Ins argumentative Abseits läuft AM auch mit seinem emphatischen Argument für die (von mir natürlich niemals bestrittene!) Wirksamkeit der Aufklärung: „Deterministen sagen, dass unsere Entscheidungen Resultat sind von kausalen Ursachen – Rationalität, Selbstkontrolle und Selbstreflexion können jedoch genau diese Ursachen darstellen!“ Jawohl, so ist es, lieber Andreas! Und genau das habe ich in JvGuB ausführlich dargelegt! Wer’s nicht glauben mag, sollte sich etwa die Seiten 138ff. anschauen, wo ich erkläre, dass ideelle Gründe sehr wohl als Ursachen, d.h. als materielle Voraussetzungen für reale Wirkungen, begriffen werden können. Und weil Gründe wirksame Ursachen für Verhalten sein können, sind, wie ich schreibe, die ins Bewusstsein vordringenden 0,1 Prozent der Gehirnaktivitäten „für unsere Verhaltenssteuerung unerlässlich“ (JvGuB, S.141). AMs Erzählung von der angeblichen Bedeutungslosigkeit des Bewusstseins geht also meilenweit an der Realität meines Ansatzes vorbei!

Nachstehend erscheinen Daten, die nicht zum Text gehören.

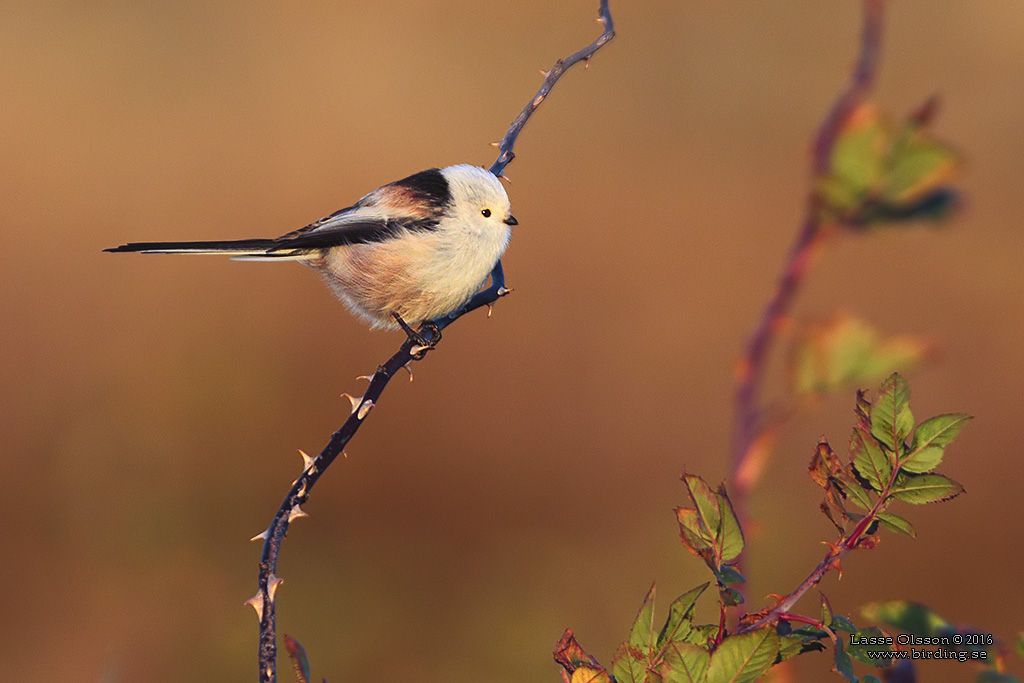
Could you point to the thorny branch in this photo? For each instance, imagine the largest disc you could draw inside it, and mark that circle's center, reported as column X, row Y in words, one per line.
column 750, row 423
column 263, row 601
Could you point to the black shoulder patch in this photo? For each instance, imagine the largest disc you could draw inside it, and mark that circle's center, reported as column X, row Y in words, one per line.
column 429, row 186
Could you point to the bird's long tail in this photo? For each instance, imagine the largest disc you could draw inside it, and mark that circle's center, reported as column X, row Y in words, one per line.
column 256, row 250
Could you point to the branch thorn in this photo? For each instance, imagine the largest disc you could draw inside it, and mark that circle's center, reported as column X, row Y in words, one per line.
column 256, row 602
column 353, row 400
column 364, row 409
column 272, row 583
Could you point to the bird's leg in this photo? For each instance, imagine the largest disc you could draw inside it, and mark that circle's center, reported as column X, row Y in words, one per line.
column 416, row 337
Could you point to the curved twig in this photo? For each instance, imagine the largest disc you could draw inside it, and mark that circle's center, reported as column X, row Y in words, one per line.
column 551, row 77
column 263, row 601
column 748, row 423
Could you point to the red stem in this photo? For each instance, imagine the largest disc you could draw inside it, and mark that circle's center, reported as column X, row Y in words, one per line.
column 748, row 425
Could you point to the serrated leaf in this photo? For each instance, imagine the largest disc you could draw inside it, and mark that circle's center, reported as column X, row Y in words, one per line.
column 630, row 665
column 916, row 168
column 731, row 575
column 871, row 461
column 586, row 675
column 892, row 421
column 847, row 350
column 930, row 440
column 694, row 537
column 680, row 622
column 842, row 664
column 685, row 664
column 824, row 464
column 641, row 634
column 841, row 623
column 909, row 616
column 896, row 523
column 732, row 534
column 859, row 651
column 857, row 162
column 797, row 643
column 710, row 528
column 731, row 597
column 744, row 657
column 992, row 676
column 570, row 655
column 923, row 488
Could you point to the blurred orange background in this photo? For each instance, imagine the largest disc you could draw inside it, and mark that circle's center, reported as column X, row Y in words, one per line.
column 524, row 482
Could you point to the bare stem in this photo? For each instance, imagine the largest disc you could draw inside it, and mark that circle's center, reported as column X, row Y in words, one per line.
column 408, row 352
column 749, row 420
column 505, row 153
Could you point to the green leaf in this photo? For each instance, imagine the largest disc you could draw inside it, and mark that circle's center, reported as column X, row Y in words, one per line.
column 685, row 664
column 870, row 460
column 918, row 168
column 732, row 534
column 744, row 657
column 930, row 440
column 858, row 496
column 731, row 597
column 710, row 528
column 841, row 623
column 857, row 161
column 630, row 665
column 643, row 625
column 909, row 616
column 922, row 488
column 730, row 574
column 633, row 656
column 842, row 663
column 847, row 350
column 992, row 676
column 896, row 523
column 859, row 651
column 892, row 421
column 680, row 622
column 799, row 642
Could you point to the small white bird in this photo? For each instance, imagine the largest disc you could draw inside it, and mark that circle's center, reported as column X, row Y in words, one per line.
column 407, row 253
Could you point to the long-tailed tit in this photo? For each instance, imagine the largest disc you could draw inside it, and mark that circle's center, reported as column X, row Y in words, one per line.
column 409, row 252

Übrigens: Würde ich, wie Andreas Müller meint, die menschliche Vernunftfähigkeit tatsächlich „in den Hintergrund rücken“, so wäre es ein geradezu törichtes Unterfangen, weiterhin Philosophie zu betreiben! Denn warum auch sollten wir damit fortfahren, über rationale Gründe streiten, wenn diese keine nennenswerten Wirkungen in der Wirklichkeit entfalten könnten?! Ich würde mir also selbst (und auch der Aufklärungsarbeit der Giordano Bruno Stiftung) jegliche Existenzgrundlage entziehen, wenn ich tatsächlich die Positionen vertreten würde, die Andreas Müller mir unterstellt!